Observing that US official entities operating in Pakistan have long been subjected to unusual, government-initiated obstructionism and harassment, the report says that harassment has reached new levels of intensity, however, after the events of 2011.
"The embassy describes the harassment as deliberate, wilful, and systematic. While other diplomatic missions have experienced similar treatment, the United States is clearly the principal target," it said.
"The harassment takes many forms: delayed visa issuances; blocked shipments for both assistance programmes and construction projects; denials of requests for in-country travel; and surveillance of and interference with mission employees and contractors," the report said.
The report also expressed concern over the security situation in Peshawar, which has made it difficult for the US diplomats stationed there to travel and move out.
In its report, the Office of Inspector General (OIG) said that events of the past year have rocked the US-Pakistani relationship and fundamentally altered the assumptions on which US engagement with Pakistan has been based since 2009.

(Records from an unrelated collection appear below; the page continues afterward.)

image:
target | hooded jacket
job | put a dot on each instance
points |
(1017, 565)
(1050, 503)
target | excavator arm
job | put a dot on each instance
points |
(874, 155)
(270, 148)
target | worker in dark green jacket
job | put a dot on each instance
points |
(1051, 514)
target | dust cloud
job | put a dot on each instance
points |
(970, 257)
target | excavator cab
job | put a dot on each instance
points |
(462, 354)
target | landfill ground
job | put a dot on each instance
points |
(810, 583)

"The shooting of two Pakistanis by a US employee in Lahore in January 2011 embarrassed the Pakistani Government by revealing the nature and extent of US activities," it said.
"The unannounced attack on Osama bin Laden`s hideout in Abbottabad in May 2011 was a double embarrassment, evidencing both Pakistani Government incompetence and its inability to detect or defend against a military intervention that many Pakistanis deemed a gross violation of the country’s sovereignty," the report said.
Confidence on both sides was further shaken by the September 13, 2011, attack on the US embassy in Kabul by extremists alleged to have ties to Pakistan`s Inter-Services Intelligence agency (ISI), it said.
"Public remarks of the then outgoing chairman of the Joint Chiefs regarding Pakistan`s collaboration with extremist groups; and revelations in WikiLeaks about the extent of US-Pakistani collaboration in counterterrorism efforts, as well as official US misgivings about the latter`s commitment to those efforts," it said.
The shocks culminated in the November 26, 2011, unintentional attack by North Atlantic Treaty Organisation/International Security Assistance Force forces on a Pakistani border post in Mohmand that resulted in the death of 24 Pakistani soldiers and that some Pakistanis continue to view as a deliberate attack, the report added.
Noting that the impact of these events has been felt across the full spectrum of the bilateral relationship, the OIG report said there is a general consensus at both embassy in Islamabad and in Washington that the new relationship will be different than the grand engagement strategy conceived by the Special Representative for Afghanistan and Pakistan in 2009 and reflected in the 2009 Kerry-Lugar-Berman legislation and appropriation that was designed to support it.
"The expectation is that the future relationship will be less ambitious, more pragmatic, and more closely focused on those areas where both Pakistan and the United States perceive a common interest," the report said.